Running ap_verify from the command line

ap_verify.py is a Python script designed to be run on both developer machines and verification servers. While ap_verify.py is not a command-line task, the command-line interface is designed to resemble that of command-line tasks where practical. This page describes the most common options used to run ap_verify. For more details, see the ap_verify command-line reference or run ap_verify.py -h.

Datasets as input arguments

Since ap_verify begins with an uningested dataset, the input argument is a dataset name rather than a repository.

Datasets are identified by a name that gets mapped to an installed eups-registered package containing the data. The mapping is configurable. The dataset names are a placeholder for a future data repository versioning system, and may be replaced in a later version of ap_verify.

How to run ap_verify in a new workspace (Gen 2 pipeline)
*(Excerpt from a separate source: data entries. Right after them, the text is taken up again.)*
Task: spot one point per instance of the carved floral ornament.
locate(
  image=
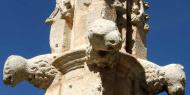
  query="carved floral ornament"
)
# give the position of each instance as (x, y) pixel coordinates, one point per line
(97, 48)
Using the HiTS 2015 dataset as an example, one can run ap_verify.py as follows:

ap_verify.py --dataset HiTS2015 --gen2 --id "visit=412518^412568 filter=g" --output workspaces/hits/

Here the inputs are:

  • HiTS2015 is the ap_verify dataset name,
  • --gen2 specifies to process the dataset using the Gen 2 pipeline framework,
  • visit=412518^412568 filter=g is the dataId to process,

while the output is:

  • workspaces/hits/ is the location where the pipeline will create any Butler repositories necessary,

This call will create a new directory at workspaces/hits, ingest the HiTS data into a new repository based on <hits-data>/repo/, then run visits 412518 and 412568 through the entire AP pipeline.

It’s also possible to run an entire dataset by omitting the --id argument (as some datasets are very large, do this with caution):

ap_verify.py --dataset CI-HiTS2015 --gen2 --output workspaces/hits/

Note

The command-line interface for ap_verify.py is at present more limited than those of command-line tasks. See the ap_verify command-line reference for details.

How to run ap_verify in a new workspace (Gen 3 pipeline)

The command for running the pipeline on Gen 3 data is almost identical to Gen 2:

ap_verify.py --dataset HiTS2015 --gen3 --id "visit in (412518, 412568) and band='g'" --output workspaces/hits/

The only differences are substituting --gen3 for --gen2, and formatting the (optional) data ID in the Gen 3 query syntax. For further compatibility with Gen 3 pipelines, --id may be replaced with --data-query.

Note

Because the science pipelines are still being converted to Gen 3, Gen 3 processing may not be supported for all ap_verify datasets. See the individual dataset’s documentation for more details.

How to run ingestion by itself

ap_verify includes a separate program, ingest_dataset.py, that ingests datasets into repositories but does not run the pipeline on them. This is useful if the data need special processing or as a precursor to massive processing runs. Running ap_verify.py with the same arguments as a previous run of ingest_dataset.py will automatically skip ingestion.

Using the HiTS 2015 dataset as an example, one can run ingest_dataset as follows:

ingest_dataset.py --dataset HiTS2015 --gen2 --output workspaces/hits/

The --dataset, --output, --gen2, --gen3, and --processes arguments behave the same way as for ap_verify.py. Other options from ap_verify.py are not available.

How to use measurements of metrics (Gen 2 pipeline)

After ap_verify has run, it will produce files named, by default, ap_verify.<dataId>.verify.json in the caller’s directory. The file name may be customized using the --metrics-file command-line argument. These files contain metric measurements in lsst.verify format, and can be loaded and read as described in the lsst.verify documentation or in SQR-019.

If the pipeline is interrupted by a fatal error, completed measurements will be saved to metrics files for debugging purposes. See the error-handling policy for details.

How to use measurements of metrics (Gen 3 pipeline)

After ap_verify has run, it will produce Butler datasets named metricValue_<metric package>_<metric>. These can be queried, like any Butler dataset, using methods like queryDatasetTypes and get.

Note

Not all metric values need have the same data ID as the data run through the pipeline. For example, metrics describing the full focal plane have a visit but no detector.